Commencing on July 15, 2022, the following supplemental information will be used in communicating with certain shareholders of VF Corporation:

Dear Shareholder:

VF Corporation is holding its 2022 Annual Meeting of Shareholders (the “Annual Meeting”) on July 26, 2022. In connection with our Annual Meeting, we filed a definitive proxy statement (the “Proxy Statement”) with the Securities and Exchange Commission on June 13, 2022. Our Proxy Statement is available, along with our Annual Report for Fiscal Year 2022 (“fiscal 2022”), at www.proxydocs.com/VFC.

We are writing to ask for your support at our Annual Meeting by voting in accordance with the recommendations of our Board of Directors on all proposals. In particular, we want to request your support by voting “FOR” Proposal 2—the advisory vote to approve compensation of our named executive officers as disclosed in our Proxy Statement, or “say-on-pay”. We have historically received overwhelming support (greater than 90%) for our advisory vote to approve compensation of our named executive officers in recognition of our ongoing consistent and rigorous approach of setting challenging goals and appropriately assessing performance against those goals.
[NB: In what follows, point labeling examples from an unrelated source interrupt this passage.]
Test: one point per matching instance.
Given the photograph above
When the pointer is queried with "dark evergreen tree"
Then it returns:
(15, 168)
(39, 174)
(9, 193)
In deciding how to vote on this proposal, we encourage you to read the relevant portions of our Proxy Statement and consider the supplemental information below with respect to our Annual Incentive Plan (“AIP”) for fiscal 2022.

The Talent and Compensation Committee of our Board of Directors approves AIP objectives for our named executive officers at the beginning of the applicable fiscal year based on a rigorous review process. The goals approved for our fiscal 2022 plan were intended to be challenging and aligned with critical financial and strategic objectives designed to create long-term value for our shareholders. We have provided an overview of the metrics used for our fiscal 2022 AIP – along with the rationale for each metric – on page 29 of our Proxy Statement.

In addition to the summary of performance achievement against each enterprise, brand and region goal as applied for each continuing named executive officer provided in the chart on page 31 of our Proxy Statement, the updated chart below includes a new sixth column titled “Performance” which provides numeric performance results. We have not provided the performance results for the Segment Profit Ratio goals for the regions and brands as we do not publicly disclose that financial metric.

 

LOGO

On page 29 of our Proxy Statement, we explained that individual goals and metrics under our AIP “focused on progress against key enterprise, region and/or brand transformational programs, portfolio/function optimization, Inclusion and Diversity, and Sustainability goals applicable to each executive’s area of accountability.” The supplemental information below provides additional detail with respect to those individual goals for Mr. Steven E. Rendle, our Chairman, President and Chief Executive Officer.


The individual objectives, which were set at the beginning of fiscal 2022 and monitored throughout the year, comprised 20% of the annual incentive target for Mr. Rendle (as disclosed on page 30 of our Proxy Statement). There was a formal evaluation at the end of the year to measure accomplishments against the objectives; however, there were no assigned weightings to the objectives, and there was not a rigid formula for calculating the payout. Instead, the Talent and Compensation Committee reviewed the achievements against the objectives holistically when making a determination on the payout.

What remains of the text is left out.